Quindi, è maturo il tempo per una grande idea progettuale che motivi
il cuore, la mente, che metta in moto ideali, interessi, capacità
di governo, partecipazione e cultura istituzionale.
Questa grande idea è l’obiettivo del 2010, è la costruzione
della più vasta e significativa zona di libero scambio esistente
al mondo: l’area del Mediterraneo. Ed è intorno a questo
obiettivo che dobbiamo preparare le nostre realtà, intorno ad esso
dobbiamo definire obiettivi ben precisi: ecco perché il lavoro
che abbiamo fatto oggi e quello che si sta sviluppando in questi mesi
è preziosissimo ed indispensabile. E’ un lavoro che deve
vedere tutte le realtà del Mezzogiorno partecipi e responsabilizzate.
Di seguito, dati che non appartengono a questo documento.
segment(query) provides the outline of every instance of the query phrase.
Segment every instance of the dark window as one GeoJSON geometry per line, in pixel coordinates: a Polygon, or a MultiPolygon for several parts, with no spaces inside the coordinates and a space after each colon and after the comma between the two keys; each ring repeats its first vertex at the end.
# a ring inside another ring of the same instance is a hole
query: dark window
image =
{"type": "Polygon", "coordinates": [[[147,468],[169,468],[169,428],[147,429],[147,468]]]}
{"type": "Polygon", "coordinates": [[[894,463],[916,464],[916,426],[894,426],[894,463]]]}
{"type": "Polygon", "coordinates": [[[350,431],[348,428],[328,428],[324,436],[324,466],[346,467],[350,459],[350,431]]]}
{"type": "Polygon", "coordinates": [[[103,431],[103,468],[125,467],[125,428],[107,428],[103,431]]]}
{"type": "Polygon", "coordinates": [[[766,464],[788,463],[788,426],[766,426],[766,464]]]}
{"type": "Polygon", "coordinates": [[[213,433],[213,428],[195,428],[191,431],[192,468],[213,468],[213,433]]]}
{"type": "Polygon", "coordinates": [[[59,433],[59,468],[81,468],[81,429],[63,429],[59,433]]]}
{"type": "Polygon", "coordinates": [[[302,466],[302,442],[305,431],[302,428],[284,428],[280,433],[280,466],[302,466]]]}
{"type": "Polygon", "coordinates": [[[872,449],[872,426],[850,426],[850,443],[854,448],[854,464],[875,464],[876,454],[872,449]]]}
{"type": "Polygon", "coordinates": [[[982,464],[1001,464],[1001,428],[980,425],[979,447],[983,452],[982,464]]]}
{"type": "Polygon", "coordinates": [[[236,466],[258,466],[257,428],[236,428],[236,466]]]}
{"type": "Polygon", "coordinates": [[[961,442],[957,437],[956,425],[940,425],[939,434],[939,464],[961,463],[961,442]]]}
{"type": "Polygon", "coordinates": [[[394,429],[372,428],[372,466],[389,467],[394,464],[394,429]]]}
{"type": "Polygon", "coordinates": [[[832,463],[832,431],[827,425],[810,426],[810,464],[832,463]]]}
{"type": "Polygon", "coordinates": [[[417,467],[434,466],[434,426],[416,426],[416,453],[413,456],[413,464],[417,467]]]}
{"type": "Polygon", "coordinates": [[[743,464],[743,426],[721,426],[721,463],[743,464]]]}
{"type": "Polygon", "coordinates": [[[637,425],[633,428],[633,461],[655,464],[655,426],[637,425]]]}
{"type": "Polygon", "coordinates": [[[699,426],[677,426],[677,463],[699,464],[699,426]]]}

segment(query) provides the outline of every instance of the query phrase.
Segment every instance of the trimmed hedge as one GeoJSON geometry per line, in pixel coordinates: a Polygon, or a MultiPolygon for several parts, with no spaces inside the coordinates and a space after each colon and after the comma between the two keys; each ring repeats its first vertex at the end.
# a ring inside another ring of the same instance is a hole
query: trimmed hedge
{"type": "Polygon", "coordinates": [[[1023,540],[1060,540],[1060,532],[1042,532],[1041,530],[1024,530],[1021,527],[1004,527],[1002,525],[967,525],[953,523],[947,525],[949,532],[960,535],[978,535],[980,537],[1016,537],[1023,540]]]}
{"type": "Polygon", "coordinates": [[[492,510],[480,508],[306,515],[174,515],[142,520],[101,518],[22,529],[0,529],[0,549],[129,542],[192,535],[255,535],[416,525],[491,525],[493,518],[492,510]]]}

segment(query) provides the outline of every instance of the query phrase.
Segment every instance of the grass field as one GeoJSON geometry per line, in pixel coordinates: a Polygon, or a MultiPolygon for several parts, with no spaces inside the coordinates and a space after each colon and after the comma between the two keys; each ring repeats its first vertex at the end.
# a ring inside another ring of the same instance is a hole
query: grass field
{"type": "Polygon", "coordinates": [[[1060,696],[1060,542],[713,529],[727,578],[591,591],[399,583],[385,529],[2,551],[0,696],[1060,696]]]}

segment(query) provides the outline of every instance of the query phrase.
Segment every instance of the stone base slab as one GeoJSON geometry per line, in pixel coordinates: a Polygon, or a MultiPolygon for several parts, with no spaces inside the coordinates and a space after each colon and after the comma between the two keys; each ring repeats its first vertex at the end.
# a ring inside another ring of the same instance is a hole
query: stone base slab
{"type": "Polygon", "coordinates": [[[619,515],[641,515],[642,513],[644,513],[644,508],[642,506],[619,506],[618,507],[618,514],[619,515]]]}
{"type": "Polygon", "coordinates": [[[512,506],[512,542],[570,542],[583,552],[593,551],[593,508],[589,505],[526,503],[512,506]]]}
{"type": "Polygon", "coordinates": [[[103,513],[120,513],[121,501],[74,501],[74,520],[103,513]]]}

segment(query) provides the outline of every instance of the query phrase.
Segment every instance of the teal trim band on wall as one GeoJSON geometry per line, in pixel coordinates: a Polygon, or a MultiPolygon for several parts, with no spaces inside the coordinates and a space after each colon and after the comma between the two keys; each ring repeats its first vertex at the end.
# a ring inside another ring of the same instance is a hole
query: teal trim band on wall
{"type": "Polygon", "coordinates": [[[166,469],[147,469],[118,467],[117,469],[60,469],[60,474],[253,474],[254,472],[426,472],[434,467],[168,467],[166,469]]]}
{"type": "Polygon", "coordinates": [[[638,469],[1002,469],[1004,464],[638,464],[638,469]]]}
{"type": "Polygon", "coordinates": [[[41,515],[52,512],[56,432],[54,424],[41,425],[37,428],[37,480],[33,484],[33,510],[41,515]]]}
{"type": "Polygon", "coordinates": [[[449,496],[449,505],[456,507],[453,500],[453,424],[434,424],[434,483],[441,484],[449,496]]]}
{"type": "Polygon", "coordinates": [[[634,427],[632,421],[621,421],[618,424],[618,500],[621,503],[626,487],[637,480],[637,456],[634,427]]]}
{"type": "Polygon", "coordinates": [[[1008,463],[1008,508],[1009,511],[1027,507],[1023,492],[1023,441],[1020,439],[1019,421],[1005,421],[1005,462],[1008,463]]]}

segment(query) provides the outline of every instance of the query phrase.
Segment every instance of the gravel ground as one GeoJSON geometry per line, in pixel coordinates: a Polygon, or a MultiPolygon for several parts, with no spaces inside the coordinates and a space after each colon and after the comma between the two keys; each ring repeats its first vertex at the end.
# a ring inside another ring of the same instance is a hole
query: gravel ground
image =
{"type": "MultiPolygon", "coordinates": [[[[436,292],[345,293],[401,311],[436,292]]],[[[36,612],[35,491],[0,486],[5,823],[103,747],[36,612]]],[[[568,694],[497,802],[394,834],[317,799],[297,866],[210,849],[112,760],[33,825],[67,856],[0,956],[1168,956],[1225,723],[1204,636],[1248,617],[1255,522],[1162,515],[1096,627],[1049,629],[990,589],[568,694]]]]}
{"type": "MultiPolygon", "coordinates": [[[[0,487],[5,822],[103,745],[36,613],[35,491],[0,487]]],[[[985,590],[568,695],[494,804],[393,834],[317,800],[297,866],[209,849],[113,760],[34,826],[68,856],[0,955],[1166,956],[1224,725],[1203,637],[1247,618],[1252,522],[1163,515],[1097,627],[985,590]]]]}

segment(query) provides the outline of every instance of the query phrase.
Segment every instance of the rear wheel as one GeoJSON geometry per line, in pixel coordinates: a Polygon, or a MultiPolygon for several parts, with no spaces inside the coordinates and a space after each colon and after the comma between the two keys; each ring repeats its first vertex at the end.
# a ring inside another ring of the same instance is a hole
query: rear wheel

Questa grande idea, che va continuamente sviluppata, arricchita, ed alimentata,
richiede un contesto di pace e non di guerra: sì, anche qui oggi
dobbiamo parlare di pace e non di guerra, perché il Mezzogiorno
è parte integrante del Mediterraneo. Il contesto di guerra uccide
la capacità espansiva, di cooperazione, di crescita, di cultura,
di economia nel Mediterraneo con tutte le risorse e le potenzialità
che in questa storica area esistono e si debbono sviluppare.Certo, il
Mezzogiorno è una risorsa e dobbiamo dare rappresentanza alle intelligenze,
alle professionalità e alle competenze che in esso esistono. Guai
a noi se chi studia, se chi vuole innovare, se chi sa parlare il linguaggio
del “know-how”, della ricerca scientifica, dei brevetti, dell’innovazione,
se chi ha la competenza di innovare sia nei processi, sia nei prodotti,
la capacità di saper competere e di studiare, di ricercare nelle
Università, nei laboratori, nei nostri sistemi formativi non trova
in noi un interlocutore attento e partecipe. Guai a noi se la nostra politica
nella cultura, nel linguaggio, nelle formazione delle classi dirigenti
non è in grado di dare voce e rappresentanza a questi Mezzogiorno
che esistono e che vivono anche qui, in Sicilia, anche qui, nei nostri
complessi e difficili territori.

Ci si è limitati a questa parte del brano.